Marker for the Brown’s Island Laboratory explosion

Richmond Mayor Joseph Mayo organized economic assistance for the affected families through the Young Men’s Christian Association. Richmond residents also provided some assistance, and even Confederate soldiers contributed. One soldier sent a donation to the Richmond Sentinel with a note that read, “A non-resident of the city, I beg to appeal to all humane people in the city and the State, to contribute to so laudable a purpose. The poor wounded creatures are young females who were dependent on their daily labor for their support. I send you five dollars and am only sorry I cannot afford more.” About two months after the explosion, the Brown’s Island Laboratory resumed full operation, and it continued to operate, with new safety policies and without incident, until Richmond fell. There was no difficulty in recruiting new workers for the facility in spite of the evidence of the extreme occupational hazards that the explosion had demonstrated.

Although the easy replacement of the workers was due principally to the need for income among the group of people from whom the workers came, the Rosie the Riveter spirit of these Confederate women was captured in a passage in the Richmond Examiner after the facility returned to operation. This passage, which is flavored with more than a hint of gory propaganda, reads, “Embowered in the deep shade of Brown’s Island, with its busy colony of female operatives the laboratory works are well worthy a visit. Here the delicate hands of the southern maiden put up the little packet of powder and bullet (that) the thicker finger and unerring aim of the southern soldier sends on its mission of death into the breast and brain of the invader.”
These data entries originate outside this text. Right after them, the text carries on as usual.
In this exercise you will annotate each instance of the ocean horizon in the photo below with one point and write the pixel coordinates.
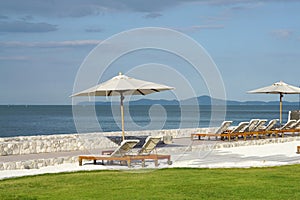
(28, 120)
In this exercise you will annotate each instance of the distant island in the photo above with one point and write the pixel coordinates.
(202, 100)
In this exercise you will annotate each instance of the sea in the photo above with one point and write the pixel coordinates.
(29, 120)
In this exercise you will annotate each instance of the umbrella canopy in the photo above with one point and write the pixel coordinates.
(280, 88)
(122, 85)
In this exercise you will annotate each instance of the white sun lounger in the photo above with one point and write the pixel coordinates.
(222, 129)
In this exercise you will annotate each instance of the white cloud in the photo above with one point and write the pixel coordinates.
(15, 58)
(282, 33)
(199, 27)
(78, 8)
(23, 26)
(70, 43)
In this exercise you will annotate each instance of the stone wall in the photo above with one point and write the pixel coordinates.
(75, 142)
(37, 163)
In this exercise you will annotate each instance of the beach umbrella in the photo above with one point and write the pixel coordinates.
(122, 85)
(280, 88)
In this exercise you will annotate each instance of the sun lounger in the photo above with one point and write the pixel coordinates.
(145, 153)
(238, 130)
(251, 126)
(271, 125)
(291, 126)
(255, 130)
(119, 154)
(222, 129)
(260, 125)
(287, 127)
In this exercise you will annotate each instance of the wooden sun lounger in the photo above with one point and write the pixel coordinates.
(127, 158)
(247, 134)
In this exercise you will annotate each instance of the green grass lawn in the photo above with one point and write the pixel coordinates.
(255, 183)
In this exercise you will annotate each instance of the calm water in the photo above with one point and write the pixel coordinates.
(47, 120)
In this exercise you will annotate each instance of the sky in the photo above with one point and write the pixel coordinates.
(43, 45)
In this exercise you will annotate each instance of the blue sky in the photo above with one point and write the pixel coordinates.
(43, 43)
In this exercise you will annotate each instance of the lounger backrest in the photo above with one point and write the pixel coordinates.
(271, 124)
(260, 124)
(240, 127)
(149, 145)
(288, 125)
(252, 124)
(296, 125)
(224, 126)
(125, 147)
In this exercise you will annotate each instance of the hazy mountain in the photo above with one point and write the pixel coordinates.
(202, 100)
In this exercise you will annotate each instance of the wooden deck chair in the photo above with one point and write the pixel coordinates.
(285, 128)
(119, 154)
(222, 129)
(238, 130)
(258, 129)
(145, 153)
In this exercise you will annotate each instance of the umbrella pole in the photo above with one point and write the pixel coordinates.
(122, 116)
(280, 107)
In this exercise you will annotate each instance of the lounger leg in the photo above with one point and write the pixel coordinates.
(129, 163)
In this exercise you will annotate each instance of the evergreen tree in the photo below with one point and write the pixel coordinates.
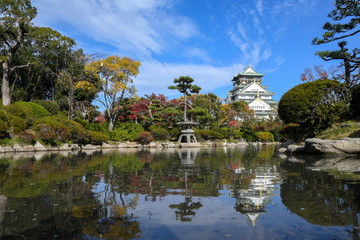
(346, 17)
(183, 84)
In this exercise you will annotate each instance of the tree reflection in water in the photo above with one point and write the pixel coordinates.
(111, 196)
(187, 209)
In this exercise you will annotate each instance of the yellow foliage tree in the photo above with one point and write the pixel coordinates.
(116, 79)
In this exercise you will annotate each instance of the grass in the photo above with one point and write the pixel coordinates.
(340, 130)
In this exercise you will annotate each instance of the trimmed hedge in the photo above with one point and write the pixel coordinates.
(51, 106)
(145, 137)
(17, 124)
(265, 136)
(159, 132)
(67, 130)
(3, 128)
(126, 132)
(98, 137)
(28, 111)
(51, 131)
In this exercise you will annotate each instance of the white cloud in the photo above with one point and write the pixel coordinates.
(142, 26)
(197, 53)
(156, 77)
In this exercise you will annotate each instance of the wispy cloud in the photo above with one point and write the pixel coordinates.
(255, 25)
(155, 76)
(142, 26)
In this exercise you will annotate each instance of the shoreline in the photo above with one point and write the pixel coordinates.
(38, 147)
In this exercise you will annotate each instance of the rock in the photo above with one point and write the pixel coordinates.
(339, 164)
(122, 145)
(65, 147)
(29, 148)
(287, 143)
(8, 149)
(341, 146)
(89, 147)
(105, 145)
(171, 145)
(39, 147)
(152, 145)
(294, 149)
(18, 148)
(189, 145)
(282, 150)
(75, 147)
(132, 145)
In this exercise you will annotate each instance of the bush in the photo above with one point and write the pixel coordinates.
(17, 124)
(51, 106)
(207, 134)
(276, 132)
(159, 132)
(290, 131)
(67, 130)
(126, 132)
(355, 101)
(145, 138)
(98, 137)
(314, 105)
(28, 111)
(27, 137)
(51, 131)
(265, 136)
(3, 129)
(2, 115)
(83, 123)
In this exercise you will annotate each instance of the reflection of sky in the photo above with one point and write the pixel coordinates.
(216, 219)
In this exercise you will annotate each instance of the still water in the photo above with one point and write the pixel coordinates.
(214, 193)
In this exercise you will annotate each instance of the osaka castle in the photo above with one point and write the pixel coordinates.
(248, 88)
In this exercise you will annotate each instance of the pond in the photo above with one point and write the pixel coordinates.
(211, 193)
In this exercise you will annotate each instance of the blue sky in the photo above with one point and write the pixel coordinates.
(209, 40)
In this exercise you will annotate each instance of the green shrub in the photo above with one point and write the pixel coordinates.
(51, 131)
(2, 115)
(17, 124)
(315, 106)
(3, 129)
(51, 106)
(98, 137)
(145, 137)
(355, 101)
(74, 131)
(207, 134)
(290, 131)
(27, 137)
(83, 123)
(276, 132)
(264, 136)
(126, 132)
(28, 111)
(159, 132)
A more personal Rosie the Riveter comment came after the war when a young woman who had been in the explosion spoke with a reporter. The reporter recorded that “her hands and face were covered with cruel scars.” The young woman told the reporter, “But I did not mind, for it was in a good cause.”


Note: The Union also suffered a tragic explosion at a munitions factory in which many women lost their lives. This was the explosion at the Allegheny Arsenal in Lawrenceville, Pennsylvania, which occurred on September 17, 1862, the same day as the Battle of Antietam and almost six months before the Brown’s Island Laboratory explosion. The Allegheny Arsenal explosion is the topic of the history brief of April 2014, which is titled Rosie the Riveter and the Bloodiest Day in American Military History.